“What lies behind us and what lies before us are tiny matters compared to what lies within us.” – Ralph Waldo Emerson.
Some days, even A-list actors don’t feel like being actors. The same is true for contractors, dentists, face painters, geologists, photographers, teachers, yoga instructors and zoologists.
Fortunately, they have fans, commitments and jobs. They have to show up and start doing the work. Most of the time, this reality, this jolt is sufficient to get them up and out the door to work, and then they find their groove, fall into the zone and do their best work.
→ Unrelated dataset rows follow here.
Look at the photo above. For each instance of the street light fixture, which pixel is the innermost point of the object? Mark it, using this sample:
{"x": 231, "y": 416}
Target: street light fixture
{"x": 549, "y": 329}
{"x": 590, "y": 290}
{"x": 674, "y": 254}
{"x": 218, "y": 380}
Momentum is incredibly useful to someone who has to overcome fear, summon some internal force and get the work done. Momentum gives you a reason to overcome your fear and do your art because there are outside forces and obligations that keep you moving. Without them, you might stumble and fail.
Many of us fear too much momentum. We look at a project launch or a job or another new opportunity as something that might get out of control. It’s one thing to be a musician, playing to fourteen, then forty, then one hundred and forty people in small venues around the city, but what if word spreads, momentum builds and you become a star? With an agent and appearances and greater obligations and expectations for your next work? That’s a lot of momentum …
Deep down, this potential for an overwhelming response to our efforts, for making progress and feeling momentum build, alerts the Lizard brain and we hold back. We’re afraid of being part of something that feels like it might be too big for us.